Email: urban.olsson@bioenv.gu.se

Abstract

We estimated a phylogeny for 10 taxa currently placed in four polytypic species that collectively encompass the African ‘brown buntings’: Cape Bunting Emberiza capensis, Cinnamon-breasted Bunting Emberiza tahapisi, Lark-like Bunting Emberiza impetuani and House Bunting Emberiza striolata. We made use of the mitochondrial cytochrome b gene and the nuclear introns 6–7 of ornithine decarboxylase (ODC), and intron 2 of myoglobin. There was substantial cytochrome b sequence divergence between taxa currently treated as conspecific: sahari vs. striolata (2.6–3.1% (uncorrected-p); 3.0–3.6% (HKY + I)), and goslingi vs. tahapisi (4.4–4.7% (uncorrected-p); 5.4–5.9% (HKY + I)). The degree of divergence of the nuclear loci among taxa was limited, and these loci lacked reciprocal monophyly, most likely as a consequence of incomplete lineage sorting. A single representative of the taxon septemstriata, generally treated as a member of the dark-throated tahapisi group, here appears to be genetically consistent with the grey-throated goslingi, and may be of hybrid origin.

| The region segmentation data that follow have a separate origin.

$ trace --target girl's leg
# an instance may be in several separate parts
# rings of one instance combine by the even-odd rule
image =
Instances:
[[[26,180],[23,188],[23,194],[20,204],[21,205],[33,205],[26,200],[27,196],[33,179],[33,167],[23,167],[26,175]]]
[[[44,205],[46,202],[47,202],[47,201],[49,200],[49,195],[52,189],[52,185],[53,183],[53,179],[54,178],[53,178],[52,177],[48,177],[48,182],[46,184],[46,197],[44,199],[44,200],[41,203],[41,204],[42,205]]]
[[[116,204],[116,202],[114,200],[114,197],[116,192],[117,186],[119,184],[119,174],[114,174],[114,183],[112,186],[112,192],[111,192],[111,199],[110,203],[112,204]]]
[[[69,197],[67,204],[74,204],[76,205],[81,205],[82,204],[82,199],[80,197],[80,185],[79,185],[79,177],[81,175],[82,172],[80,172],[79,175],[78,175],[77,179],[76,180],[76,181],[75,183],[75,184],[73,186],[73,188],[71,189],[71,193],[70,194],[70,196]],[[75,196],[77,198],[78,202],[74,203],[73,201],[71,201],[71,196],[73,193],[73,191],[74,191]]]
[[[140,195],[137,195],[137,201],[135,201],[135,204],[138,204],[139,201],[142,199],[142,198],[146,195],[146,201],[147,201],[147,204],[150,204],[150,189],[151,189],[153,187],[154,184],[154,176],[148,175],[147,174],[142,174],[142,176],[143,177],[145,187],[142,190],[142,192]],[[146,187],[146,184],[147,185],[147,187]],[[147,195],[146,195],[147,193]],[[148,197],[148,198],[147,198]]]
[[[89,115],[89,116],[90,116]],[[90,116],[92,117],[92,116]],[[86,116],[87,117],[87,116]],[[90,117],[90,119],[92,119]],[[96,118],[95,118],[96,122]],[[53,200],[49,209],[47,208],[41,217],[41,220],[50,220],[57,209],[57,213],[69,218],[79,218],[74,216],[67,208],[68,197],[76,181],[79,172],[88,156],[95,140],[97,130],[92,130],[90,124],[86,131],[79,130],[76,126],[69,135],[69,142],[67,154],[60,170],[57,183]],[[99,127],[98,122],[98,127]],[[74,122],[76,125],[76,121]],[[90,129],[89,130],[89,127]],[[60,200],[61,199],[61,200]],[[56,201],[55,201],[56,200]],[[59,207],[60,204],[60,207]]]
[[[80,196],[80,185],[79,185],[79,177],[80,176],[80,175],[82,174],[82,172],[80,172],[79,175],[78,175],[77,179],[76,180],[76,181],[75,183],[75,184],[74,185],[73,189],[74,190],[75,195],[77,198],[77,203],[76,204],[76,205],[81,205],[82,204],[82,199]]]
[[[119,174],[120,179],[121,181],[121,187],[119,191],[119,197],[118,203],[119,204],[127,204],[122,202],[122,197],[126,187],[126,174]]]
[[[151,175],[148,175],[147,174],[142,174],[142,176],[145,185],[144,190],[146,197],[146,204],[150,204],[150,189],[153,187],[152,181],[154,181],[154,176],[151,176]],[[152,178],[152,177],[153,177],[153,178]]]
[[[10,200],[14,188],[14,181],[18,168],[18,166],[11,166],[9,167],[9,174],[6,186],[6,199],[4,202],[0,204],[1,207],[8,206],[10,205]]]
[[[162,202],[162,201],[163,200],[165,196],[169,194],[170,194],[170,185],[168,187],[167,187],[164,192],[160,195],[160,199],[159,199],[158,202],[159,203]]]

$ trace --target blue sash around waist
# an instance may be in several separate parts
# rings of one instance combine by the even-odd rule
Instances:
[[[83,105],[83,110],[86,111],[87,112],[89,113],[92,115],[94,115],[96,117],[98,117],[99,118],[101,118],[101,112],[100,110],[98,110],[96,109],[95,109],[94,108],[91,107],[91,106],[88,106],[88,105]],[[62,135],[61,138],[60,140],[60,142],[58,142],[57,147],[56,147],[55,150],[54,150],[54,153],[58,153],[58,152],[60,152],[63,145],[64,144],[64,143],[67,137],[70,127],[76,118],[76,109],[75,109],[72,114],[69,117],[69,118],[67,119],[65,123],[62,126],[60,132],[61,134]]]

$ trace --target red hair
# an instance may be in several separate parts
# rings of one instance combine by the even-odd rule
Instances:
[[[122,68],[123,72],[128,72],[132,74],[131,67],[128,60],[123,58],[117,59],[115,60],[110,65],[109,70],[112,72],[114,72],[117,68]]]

All other taxa allocated to E. striolata and E. tahapisi make up four reciprocally monophyletic groups consistent with sahari, striolata, tahapisi and goslingi, respectively. The extent of genetic evidence suggests that these taxa have been evolving as separate evolutionary lineages for a long time. This is further manifested in several morphological and vocal characteristics described previously, and we propose that these divergent taxa be treated as separate species: Cinnamon-breasted Bunting Emberiza tahapisi, Gosling's Bunting Emberiza goslingi, Striolated Bunting Emberiza striolata and House Bunting Emberiza sahari. We do not propose any taxonomic changes regarding Emberiza impetuani or Emberiza capensis.